While we may have various ideas of love and attraction. The "primal" impulses we all have operate all of the time.

How often do you see someone you think is attractive, but you have no real true interest in after speaking to them? Or you see someone you find attractive, but are really only interested in for a very short, no commitment physical exchange? Or how often do you find yourself attracted to the brain of a person, but would rather not be in a physical relationship at all with the person? For myself, I find these situations often. How I may or may not react depends.

Now, love at first sight in my mind, is really about primal reproduction interests and brain interaction. From my male point of view. I can not have love at first sight without seeing a mother potential. And this potential for myself will requier my interaction with the female on an intellectual level.
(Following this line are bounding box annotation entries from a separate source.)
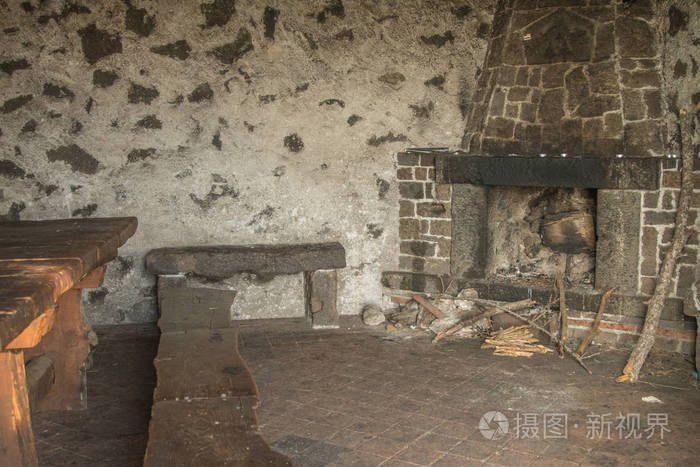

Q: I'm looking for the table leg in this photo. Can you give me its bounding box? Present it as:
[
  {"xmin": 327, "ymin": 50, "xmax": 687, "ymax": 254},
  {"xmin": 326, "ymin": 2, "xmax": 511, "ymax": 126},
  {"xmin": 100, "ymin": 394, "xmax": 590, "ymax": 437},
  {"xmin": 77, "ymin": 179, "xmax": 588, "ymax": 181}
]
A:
[
  {"xmin": 31, "ymin": 289, "xmax": 90, "ymax": 411},
  {"xmin": 0, "ymin": 350, "xmax": 39, "ymax": 467}
]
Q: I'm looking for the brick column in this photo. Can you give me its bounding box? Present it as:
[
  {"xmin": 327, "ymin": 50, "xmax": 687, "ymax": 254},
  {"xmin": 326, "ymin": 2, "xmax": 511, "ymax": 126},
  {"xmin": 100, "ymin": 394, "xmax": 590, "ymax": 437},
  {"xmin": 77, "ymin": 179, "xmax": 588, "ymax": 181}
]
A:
[{"xmin": 397, "ymin": 153, "xmax": 452, "ymax": 274}]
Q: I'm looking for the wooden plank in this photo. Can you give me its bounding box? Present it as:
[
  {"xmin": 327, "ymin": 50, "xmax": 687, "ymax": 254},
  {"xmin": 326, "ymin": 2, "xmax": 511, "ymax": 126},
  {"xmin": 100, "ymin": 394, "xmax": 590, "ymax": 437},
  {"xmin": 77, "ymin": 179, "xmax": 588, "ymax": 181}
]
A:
[
  {"xmin": 0, "ymin": 217, "xmax": 138, "ymax": 244},
  {"xmin": 27, "ymin": 289, "xmax": 90, "ymax": 411},
  {"xmin": 5, "ymin": 308, "xmax": 56, "ymax": 350},
  {"xmin": 153, "ymin": 328, "xmax": 258, "ymax": 401},
  {"xmin": 0, "ymin": 350, "xmax": 39, "ymax": 467},
  {"xmin": 143, "ymin": 397, "xmax": 293, "ymax": 467},
  {"xmin": 25, "ymin": 355, "xmax": 56, "ymax": 412}
]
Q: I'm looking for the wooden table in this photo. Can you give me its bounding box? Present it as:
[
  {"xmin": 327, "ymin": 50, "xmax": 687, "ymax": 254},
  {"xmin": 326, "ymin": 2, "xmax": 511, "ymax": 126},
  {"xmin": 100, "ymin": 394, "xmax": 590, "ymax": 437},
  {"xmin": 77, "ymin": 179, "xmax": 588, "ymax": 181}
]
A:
[{"xmin": 0, "ymin": 217, "xmax": 138, "ymax": 466}]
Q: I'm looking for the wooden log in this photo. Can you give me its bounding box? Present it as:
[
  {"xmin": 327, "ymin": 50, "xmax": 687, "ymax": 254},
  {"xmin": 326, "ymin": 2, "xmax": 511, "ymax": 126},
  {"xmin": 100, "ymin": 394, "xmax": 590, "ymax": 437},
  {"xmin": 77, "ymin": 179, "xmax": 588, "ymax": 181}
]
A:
[
  {"xmin": 557, "ymin": 270, "xmax": 569, "ymax": 358},
  {"xmin": 27, "ymin": 289, "xmax": 90, "ymax": 411},
  {"xmin": 576, "ymin": 287, "xmax": 615, "ymax": 357},
  {"xmin": 541, "ymin": 211, "xmax": 595, "ymax": 254},
  {"xmin": 0, "ymin": 350, "xmax": 39, "ymax": 467},
  {"xmin": 433, "ymin": 299, "xmax": 535, "ymax": 344},
  {"xmin": 617, "ymin": 109, "xmax": 700, "ymax": 383},
  {"xmin": 413, "ymin": 295, "xmax": 445, "ymax": 319},
  {"xmin": 26, "ymin": 355, "xmax": 56, "ymax": 412}
]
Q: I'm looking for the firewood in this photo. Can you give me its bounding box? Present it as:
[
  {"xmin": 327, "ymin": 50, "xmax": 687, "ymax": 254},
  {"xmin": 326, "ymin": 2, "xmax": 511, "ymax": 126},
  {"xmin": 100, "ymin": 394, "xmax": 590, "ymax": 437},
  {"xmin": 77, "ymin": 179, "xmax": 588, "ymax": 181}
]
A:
[
  {"xmin": 576, "ymin": 287, "xmax": 615, "ymax": 357},
  {"xmin": 413, "ymin": 294, "xmax": 445, "ymax": 318},
  {"xmin": 433, "ymin": 299, "xmax": 535, "ymax": 344},
  {"xmin": 617, "ymin": 110, "xmax": 695, "ymax": 383},
  {"xmin": 541, "ymin": 211, "xmax": 595, "ymax": 253},
  {"xmin": 556, "ymin": 268, "xmax": 569, "ymax": 358}
]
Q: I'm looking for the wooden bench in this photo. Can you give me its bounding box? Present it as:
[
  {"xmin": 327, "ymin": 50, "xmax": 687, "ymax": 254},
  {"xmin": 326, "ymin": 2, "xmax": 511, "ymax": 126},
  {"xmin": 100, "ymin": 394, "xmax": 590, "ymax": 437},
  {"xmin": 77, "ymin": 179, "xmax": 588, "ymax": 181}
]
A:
[
  {"xmin": 0, "ymin": 217, "xmax": 137, "ymax": 466},
  {"xmin": 146, "ymin": 242, "xmax": 345, "ymax": 327},
  {"xmin": 144, "ymin": 288, "xmax": 292, "ymax": 467}
]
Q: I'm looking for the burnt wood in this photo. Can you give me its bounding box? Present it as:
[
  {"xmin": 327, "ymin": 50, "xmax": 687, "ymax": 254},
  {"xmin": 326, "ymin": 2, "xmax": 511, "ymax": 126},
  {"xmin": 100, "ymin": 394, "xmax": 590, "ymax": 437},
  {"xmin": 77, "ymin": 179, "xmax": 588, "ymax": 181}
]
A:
[
  {"xmin": 435, "ymin": 153, "xmax": 661, "ymax": 190},
  {"xmin": 146, "ymin": 242, "xmax": 345, "ymax": 279},
  {"xmin": 0, "ymin": 217, "xmax": 138, "ymax": 349}
]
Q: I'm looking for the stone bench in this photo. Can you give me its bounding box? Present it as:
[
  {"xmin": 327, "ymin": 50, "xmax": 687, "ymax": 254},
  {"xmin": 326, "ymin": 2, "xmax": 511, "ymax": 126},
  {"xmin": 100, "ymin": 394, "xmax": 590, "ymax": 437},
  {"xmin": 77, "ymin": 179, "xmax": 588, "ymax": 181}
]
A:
[{"xmin": 146, "ymin": 242, "xmax": 345, "ymax": 328}]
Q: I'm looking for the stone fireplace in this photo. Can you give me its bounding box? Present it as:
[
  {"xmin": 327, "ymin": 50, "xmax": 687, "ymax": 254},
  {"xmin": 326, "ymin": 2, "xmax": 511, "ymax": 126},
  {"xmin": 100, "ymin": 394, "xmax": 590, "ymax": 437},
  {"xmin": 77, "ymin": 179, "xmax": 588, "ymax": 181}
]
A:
[{"xmin": 383, "ymin": 0, "xmax": 699, "ymax": 353}]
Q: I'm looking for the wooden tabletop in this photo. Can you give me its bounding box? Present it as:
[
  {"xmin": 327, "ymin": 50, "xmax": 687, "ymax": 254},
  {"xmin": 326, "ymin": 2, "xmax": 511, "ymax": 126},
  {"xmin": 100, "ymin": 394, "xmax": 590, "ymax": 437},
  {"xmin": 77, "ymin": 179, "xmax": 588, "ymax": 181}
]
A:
[{"xmin": 0, "ymin": 217, "xmax": 138, "ymax": 349}]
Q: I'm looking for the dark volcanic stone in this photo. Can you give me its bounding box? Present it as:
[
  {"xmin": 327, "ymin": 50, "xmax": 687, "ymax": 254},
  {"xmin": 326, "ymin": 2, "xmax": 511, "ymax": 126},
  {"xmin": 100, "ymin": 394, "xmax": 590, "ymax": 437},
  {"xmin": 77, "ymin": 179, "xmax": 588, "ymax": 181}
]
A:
[
  {"xmin": 187, "ymin": 83, "xmax": 214, "ymax": 102},
  {"xmin": 0, "ymin": 58, "xmax": 31, "ymax": 76},
  {"xmin": 71, "ymin": 203, "xmax": 97, "ymax": 217},
  {"xmin": 136, "ymin": 115, "xmax": 163, "ymax": 130},
  {"xmin": 37, "ymin": 1, "xmax": 91, "ymax": 24},
  {"xmin": 0, "ymin": 94, "xmax": 34, "ymax": 114},
  {"xmin": 263, "ymin": 6, "xmax": 280, "ymax": 39},
  {"xmin": 199, "ymin": 0, "xmax": 236, "ymax": 29},
  {"xmin": 42, "ymin": 83, "xmax": 75, "ymax": 102},
  {"xmin": 0, "ymin": 159, "xmax": 27, "ymax": 178},
  {"xmin": 78, "ymin": 23, "xmax": 122, "ymax": 65},
  {"xmin": 128, "ymin": 83, "xmax": 160, "ymax": 105},
  {"xmin": 423, "ymin": 75, "xmax": 445, "ymax": 89},
  {"xmin": 151, "ymin": 40, "xmax": 192, "ymax": 60},
  {"xmin": 126, "ymin": 148, "xmax": 156, "ymax": 163},
  {"xmin": 211, "ymin": 131, "xmax": 222, "ymax": 151},
  {"xmin": 523, "ymin": 9, "xmax": 593, "ymax": 65},
  {"xmin": 615, "ymin": 16, "xmax": 655, "ymax": 57},
  {"xmin": 124, "ymin": 1, "xmax": 156, "ymax": 37},
  {"xmin": 420, "ymin": 31, "xmax": 455, "ymax": 48},
  {"xmin": 209, "ymin": 28, "xmax": 253, "ymax": 65},
  {"xmin": 92, "ymin": 70, "xmax": 119, "ymax": 88},
  {"xmin": 46, "ymin": 144, "xmax": 99, "ymax": 174},
  {"xmin": 284, "ymin": 133, "xmax": 304, "ymax": 152},
  {"xmin": 435, "ymin": 154, "xmax": 661, "ymax": 190},
  {"xmin": 367, "ymin": 131, "xmax": 408, "ymax": 147},
  {"xmin": 146, "ymin": 243, "xmax": 345, "ymax": 278},
  {"xmin": 668, "ymin": 5, "xmax": 688, "ymax": 37},
  {"xmin": 318, "ymin": 99, "xmax": 345, "ymax": 108},
  {"xmin": 20, "ymin": 119, "xmax": 38, "ymax": 133}
]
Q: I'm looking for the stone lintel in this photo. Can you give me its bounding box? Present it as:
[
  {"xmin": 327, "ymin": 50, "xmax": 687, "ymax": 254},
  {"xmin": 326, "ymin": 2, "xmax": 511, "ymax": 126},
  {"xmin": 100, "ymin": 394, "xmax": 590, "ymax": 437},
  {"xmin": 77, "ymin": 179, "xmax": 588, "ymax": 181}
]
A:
[
  {"xmin": 146, "ymin": 242, "xmax": 345, "ymax": 279},
  {"xmin": 435, "ymin": 153, "xmax": 662, "ymax": 190}
]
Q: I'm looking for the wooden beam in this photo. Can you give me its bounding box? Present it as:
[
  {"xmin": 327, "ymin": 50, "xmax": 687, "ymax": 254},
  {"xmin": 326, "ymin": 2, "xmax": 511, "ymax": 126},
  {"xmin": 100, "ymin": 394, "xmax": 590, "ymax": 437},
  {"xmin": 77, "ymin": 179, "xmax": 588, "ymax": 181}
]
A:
[
  {"xmin": 0, "ymin": 350, "xmax": 39, "ymax": 467},
  {"xmin": 6, "ymin": 308, "xmax": 56, "ymax": 350},
  {"xmin": 25, "ymin": 355, "xmax": 56, "ymax": 412}
]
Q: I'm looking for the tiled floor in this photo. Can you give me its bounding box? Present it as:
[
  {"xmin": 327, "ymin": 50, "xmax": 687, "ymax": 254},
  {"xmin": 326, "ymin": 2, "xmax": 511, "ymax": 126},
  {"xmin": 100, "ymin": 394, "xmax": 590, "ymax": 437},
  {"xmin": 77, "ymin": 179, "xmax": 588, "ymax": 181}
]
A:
[
  {"xmin": 33, "ymin": 320, "xmax": 700, "ymax": 467},
  {"xmin": 240, "ymin": 322, "xmax": 700, "ymax": 466},
  {"xmin": 32, "ymin": 325, "xmax": 158, "ymax": 467}
]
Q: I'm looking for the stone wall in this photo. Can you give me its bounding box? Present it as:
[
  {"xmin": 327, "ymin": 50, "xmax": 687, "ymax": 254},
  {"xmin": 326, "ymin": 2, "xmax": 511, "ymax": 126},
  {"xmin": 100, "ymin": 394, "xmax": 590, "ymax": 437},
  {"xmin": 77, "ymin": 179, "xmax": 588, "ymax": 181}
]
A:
[
  {"xmin": 0, "ymin": 0, "xmax": 494, "ymax": 323},
  {"xmin": 397, "ymin": 153, "xmax": 452, "ymax": 274}
]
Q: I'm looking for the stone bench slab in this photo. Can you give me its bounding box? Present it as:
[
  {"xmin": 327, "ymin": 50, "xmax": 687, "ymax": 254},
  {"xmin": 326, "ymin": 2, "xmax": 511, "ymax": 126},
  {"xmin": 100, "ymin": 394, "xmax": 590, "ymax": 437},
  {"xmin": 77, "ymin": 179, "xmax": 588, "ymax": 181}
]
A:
[{"xmin": 146, "ymin": 242, "xmax": 345, "ymax": 279}]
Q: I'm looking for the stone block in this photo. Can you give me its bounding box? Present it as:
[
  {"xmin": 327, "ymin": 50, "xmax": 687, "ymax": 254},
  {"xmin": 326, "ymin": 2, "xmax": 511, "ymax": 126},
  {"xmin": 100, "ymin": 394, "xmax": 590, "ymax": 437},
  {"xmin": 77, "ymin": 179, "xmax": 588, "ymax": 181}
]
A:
[
  {"xmin": 304, "ymin": 270, "xmax": 339, "ymax": 328},
  {"xmin": 146, "ymin": 242, "xmax": 345, "ymax": 279},
  {"xmin": 450, "ymin": 184, "xmax": 488, "ymax": 278},
  {"xmin": 399, "ymin": 182, "xmax": 424, "ymax": 199},
  {"xmin": 158, "ymin": 281, "xmax": 236, "ymax": 332},
  {"xmin": 397, "ymin": 152, "xmax": 418, "ymax": 165},
  {"xmin": 624, "ymin": 120, "xmax": 665, "ymax": 157},
  {"xmin": 622, "ymin": 89, "xmax": 646, "ymax": 120},
  {"xmin": 595, "ymin": 190, "xmax": 642, "ymax": 294}
]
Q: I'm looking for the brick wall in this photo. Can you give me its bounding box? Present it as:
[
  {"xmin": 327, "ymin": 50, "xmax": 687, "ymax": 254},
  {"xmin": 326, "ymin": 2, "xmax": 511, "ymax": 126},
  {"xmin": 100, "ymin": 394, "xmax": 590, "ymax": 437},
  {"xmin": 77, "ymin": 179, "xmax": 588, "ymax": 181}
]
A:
[
  {"xmin": 639, "ymin": 159, "xmax": 700, "ymax": 298},
  {"xmin": 397, "ymin": 152, "xmax": 452, "ymax": 274}
]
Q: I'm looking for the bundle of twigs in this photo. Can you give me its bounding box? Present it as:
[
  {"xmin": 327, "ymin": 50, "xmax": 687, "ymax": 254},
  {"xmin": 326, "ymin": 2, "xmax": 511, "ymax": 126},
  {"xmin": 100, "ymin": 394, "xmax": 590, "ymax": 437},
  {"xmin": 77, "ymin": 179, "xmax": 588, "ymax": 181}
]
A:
[{"xmin": 481, "ymin": 325, "xmax": 552, "ymax": 357}]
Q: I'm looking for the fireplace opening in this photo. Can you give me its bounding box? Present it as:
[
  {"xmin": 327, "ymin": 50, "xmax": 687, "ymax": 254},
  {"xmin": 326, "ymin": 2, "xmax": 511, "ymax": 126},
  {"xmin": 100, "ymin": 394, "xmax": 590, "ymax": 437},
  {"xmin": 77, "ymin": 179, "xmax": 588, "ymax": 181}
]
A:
[{"xmin": 485, "ymin": 186, "xmax": 596, "ymax": 287}]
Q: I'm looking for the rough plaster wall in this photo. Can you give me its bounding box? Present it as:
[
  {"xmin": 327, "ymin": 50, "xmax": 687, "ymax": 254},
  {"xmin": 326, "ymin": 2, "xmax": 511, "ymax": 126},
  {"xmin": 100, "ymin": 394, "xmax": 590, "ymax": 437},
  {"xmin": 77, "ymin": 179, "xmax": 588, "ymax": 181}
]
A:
[{"xmin": 0, "ymin": 0, "xmax": 494, "ymax": 323}]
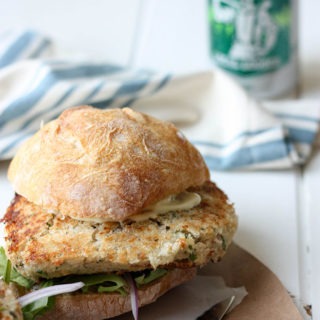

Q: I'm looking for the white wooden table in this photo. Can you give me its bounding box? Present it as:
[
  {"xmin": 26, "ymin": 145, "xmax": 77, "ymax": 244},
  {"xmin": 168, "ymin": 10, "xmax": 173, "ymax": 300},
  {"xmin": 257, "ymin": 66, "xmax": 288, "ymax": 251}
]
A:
[{"xmin": 0, "ymin": 0, "xmax": 320, "ymax": 320}]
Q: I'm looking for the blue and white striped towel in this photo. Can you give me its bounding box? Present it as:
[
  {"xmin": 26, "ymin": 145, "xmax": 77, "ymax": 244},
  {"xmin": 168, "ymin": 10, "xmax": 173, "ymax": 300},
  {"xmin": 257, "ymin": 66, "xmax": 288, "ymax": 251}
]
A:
[{"xmin": 0, "ymin": 31, "xmax": 320, "ymax": 170}]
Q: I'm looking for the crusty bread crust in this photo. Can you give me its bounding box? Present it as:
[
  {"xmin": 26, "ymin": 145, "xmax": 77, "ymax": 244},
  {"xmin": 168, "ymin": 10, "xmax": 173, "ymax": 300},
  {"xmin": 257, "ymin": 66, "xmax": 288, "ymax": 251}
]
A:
[
  {"xmin": 39, "ymin": 268, "xmax": 196, "ymax": 320},
  {"xmin": 8, "ymin": 106, "xmax": 209, "ymax": 221}
]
A physical attraction closely followed by mental intercourse. This will only happen if she makes it happen.

While most people can cultivate a loving relationship that is planted, takes root, and then grows is very common. I feel that more people find a "soulmate" this way, because the true chances of growing this type of relationship are greater. Even if it takes time to find or bring out the qualities that balance the absence of the extream connection, that is less often felt, except by those people who experience love at first sight. If we all waited until we found love at first sight, then we would be a race of single people.

I feel that if you ever have the feeling both of you know it. I have considered however, that in order to truely experience love at first sight. Both of the people must be able and willing to move forward with the connection. Perhaps we are not as familiar with love at first sight because social norms often keep us from letting ourselves go in a direction that, if accepted, would bring many more people together in this manor. If they were not afraid to let the emotional connection, that is unfamiliar and may be very over whelming, take them to the place they really want to be at on a primal level. Good baby makers, making babies, and having a good time together raising babies, so the woman is taken care of and the man wants to come home every night.

I a complex world, we may lose sight of the important and focus on the superfical. We allow outside pressures to make decisions for us, from peer pressure to what our family will think. If we were back just walking around looking for food every day. Perhaps we would be more intune with love at first sight and do what is needed to make it happen more often.

Just look at Fred & Wilma and Barnie & Betty...with those two guys, it had to be love at first sight!

And Pebbles and Bam-Bam are the happiest kids I have ever seen.